Full Text Search Done (Almost) Right in PostgreSQL 11
Long story short, using PostgreSQL 11 with RUM index
you can do both TOP-N query and COUNT(*) for non-selective FTS queries without
fetching all the results from heap (that means much faster). Are you bored yet?
If not, please read the detailed description below.
At November 1st 2017, Tome Lane committed a patch
enabling bitmap scans to behave like index-only scan when possible.

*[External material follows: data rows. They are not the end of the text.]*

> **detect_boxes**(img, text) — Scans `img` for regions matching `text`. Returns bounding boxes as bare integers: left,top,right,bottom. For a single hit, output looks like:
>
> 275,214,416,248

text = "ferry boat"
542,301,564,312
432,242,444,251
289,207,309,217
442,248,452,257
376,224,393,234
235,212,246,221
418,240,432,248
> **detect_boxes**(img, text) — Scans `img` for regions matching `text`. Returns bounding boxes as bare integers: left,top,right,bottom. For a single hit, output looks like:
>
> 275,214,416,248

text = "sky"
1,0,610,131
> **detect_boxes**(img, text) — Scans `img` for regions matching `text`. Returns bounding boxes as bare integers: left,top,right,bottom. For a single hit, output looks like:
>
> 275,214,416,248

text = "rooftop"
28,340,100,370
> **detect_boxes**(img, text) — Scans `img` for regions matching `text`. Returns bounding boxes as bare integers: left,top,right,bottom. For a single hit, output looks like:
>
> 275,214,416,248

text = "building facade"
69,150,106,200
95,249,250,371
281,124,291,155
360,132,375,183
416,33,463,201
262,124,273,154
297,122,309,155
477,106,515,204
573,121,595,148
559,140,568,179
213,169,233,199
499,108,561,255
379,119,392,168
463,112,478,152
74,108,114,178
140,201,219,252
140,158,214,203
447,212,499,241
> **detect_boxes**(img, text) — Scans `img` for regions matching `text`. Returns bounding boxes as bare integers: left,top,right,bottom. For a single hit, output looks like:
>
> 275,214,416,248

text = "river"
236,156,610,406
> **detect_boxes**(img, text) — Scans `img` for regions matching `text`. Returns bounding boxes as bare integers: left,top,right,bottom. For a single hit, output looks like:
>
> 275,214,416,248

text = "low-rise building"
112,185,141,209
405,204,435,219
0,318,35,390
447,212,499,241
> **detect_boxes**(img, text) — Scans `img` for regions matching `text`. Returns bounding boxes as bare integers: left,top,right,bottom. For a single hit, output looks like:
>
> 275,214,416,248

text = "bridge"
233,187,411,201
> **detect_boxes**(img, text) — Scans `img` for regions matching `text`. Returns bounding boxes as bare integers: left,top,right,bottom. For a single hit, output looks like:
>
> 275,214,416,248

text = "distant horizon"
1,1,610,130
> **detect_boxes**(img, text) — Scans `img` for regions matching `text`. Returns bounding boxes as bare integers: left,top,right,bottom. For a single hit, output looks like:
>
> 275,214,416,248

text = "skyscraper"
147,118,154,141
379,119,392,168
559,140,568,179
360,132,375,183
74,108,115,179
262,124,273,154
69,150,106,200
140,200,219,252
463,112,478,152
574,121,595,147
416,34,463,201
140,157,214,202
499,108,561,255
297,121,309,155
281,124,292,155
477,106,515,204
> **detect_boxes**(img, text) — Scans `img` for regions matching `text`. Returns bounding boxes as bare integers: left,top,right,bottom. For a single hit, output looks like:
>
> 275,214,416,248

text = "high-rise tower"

In particular, since PostgreSQL 11 COUNT(*) queries can be evaluated using
bitmap scans without accessing heap when corresponding bit in visibility map
is set. This patch was written by Alexander Kuzmenkov and reviewed by
Alexey Chernyshov (sboth are my Postgres Pro colleagues), and it was heavily
revised by Tom Lane.
This commit might seem to be just one of planner and executor optimizations,
nice but doesn’t deserve much attention. However, under detailed consideration
this patch appears to be significant improvement on the way of making full text
search in PostgreSQL to be done the right way.

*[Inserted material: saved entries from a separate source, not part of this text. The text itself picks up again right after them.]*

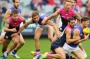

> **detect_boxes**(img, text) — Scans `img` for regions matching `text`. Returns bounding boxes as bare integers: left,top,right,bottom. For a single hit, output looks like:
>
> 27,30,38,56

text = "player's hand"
11,33,18,37
11,28,17,32
83,34,89,41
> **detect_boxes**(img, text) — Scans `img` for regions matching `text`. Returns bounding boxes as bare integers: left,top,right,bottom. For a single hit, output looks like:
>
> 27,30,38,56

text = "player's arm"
17,18,33,34
66,29,78,44
74,11,81,24
21,17,27,24
56,15,61,28
73,29,89,44
45,19,61,37
42,9,60,24
3,9,11,23
4,19,16,32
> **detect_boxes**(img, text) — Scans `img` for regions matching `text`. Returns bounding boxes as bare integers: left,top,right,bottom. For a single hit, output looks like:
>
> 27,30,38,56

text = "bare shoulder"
74,28,80,35
5,9,12,14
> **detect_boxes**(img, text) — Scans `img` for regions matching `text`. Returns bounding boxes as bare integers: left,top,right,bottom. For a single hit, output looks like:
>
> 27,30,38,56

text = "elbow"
4,28,7,32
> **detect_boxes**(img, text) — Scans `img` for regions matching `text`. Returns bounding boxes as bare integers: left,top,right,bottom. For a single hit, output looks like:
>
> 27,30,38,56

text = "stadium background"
0,0,90,59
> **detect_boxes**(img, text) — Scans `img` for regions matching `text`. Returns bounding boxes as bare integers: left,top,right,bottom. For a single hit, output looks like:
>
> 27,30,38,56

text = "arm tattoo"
4,19,10,28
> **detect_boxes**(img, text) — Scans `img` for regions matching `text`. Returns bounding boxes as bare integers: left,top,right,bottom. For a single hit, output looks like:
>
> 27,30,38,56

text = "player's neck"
80,24,84,29
14,6,18,9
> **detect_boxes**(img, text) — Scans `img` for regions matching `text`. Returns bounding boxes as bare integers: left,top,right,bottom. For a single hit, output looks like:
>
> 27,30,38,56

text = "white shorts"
63,43,80,55
37,24,51,30
1,29,6,36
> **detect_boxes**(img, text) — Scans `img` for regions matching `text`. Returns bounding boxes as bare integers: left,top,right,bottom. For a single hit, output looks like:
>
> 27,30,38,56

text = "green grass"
0,38,90,59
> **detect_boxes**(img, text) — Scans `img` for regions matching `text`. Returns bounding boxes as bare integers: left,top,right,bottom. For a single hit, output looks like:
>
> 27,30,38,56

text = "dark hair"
67,17,75,22
73,0,77,2
64,0,71,2
31,11,39,18
12,9,18,15
81,16,89,23
13,0,20,3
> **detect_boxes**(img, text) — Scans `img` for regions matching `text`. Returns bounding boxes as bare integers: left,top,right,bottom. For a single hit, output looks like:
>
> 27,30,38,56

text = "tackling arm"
66,29,78,44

I’ve started working on FTS improvements in 2012. That time I realized that GIN
index is good for selective FTS queries, when number of matching results is low.
See the example below: GIN did great work for us by returning just few dozens of
matching rows very fast. The rest operations including relevance calculation
and sorting are also fast, because they are performed over very small row set.
But situation is different if FTS query is not selective and number of matching
rows is high. Then we have fetch all those rows from heap, calculate relevance
for each of them and sort them. And despite we only need TOP-10 rows, this
query takes a lot of time.
How can we improve this situation? If we would get results from index
pre-ordered by relevance, then we would be able to evaluate TOP-N query
without fetching the whole set of matching rows from heap. Unfortunately,
that appears to be impossible for GIN index which stores only facts of occurence
of specifix terms in document. But if we have additional infromation
about terms positions in the index, then it might work. That information
would be enough to calculate relevance only basing on index information.
Thus, I’ve proposed proposed
a set of patches to GIN index. Some improvements were committed including
index compression and index search optimization. However, additional information storage for GIN
index wasn’t committed, because it alters GIN index structure too much.
Fortunately, we have
extensible index access methods
in PostgreSQL 9.6. And that enables us to implement things, which wasn’t
committed to GIN and more, as a separate index access method
RUM. Using RUM, one can execute TOP-N
FTS query much faster without fetching all the matching rows from heap.
However, the problem persisted if you need to get total count of matching rows.
Then PostgreSQL executor still have to fetch all the matching rows from the
heap in order to check their visibility. So, if you need total number of
resulting rows for pagination, then it’s still might be very slow.
For sure, some modern UIs use techniques like continuous scrolling which doesn’t
require to show full number of results to user. Also, one can use planner
estimation for number of resulting rows which is typically matching the order
of magnitude to actual number of resulting rows. But nevertheless, slow counting
of total results number was a problem for many of RUM users.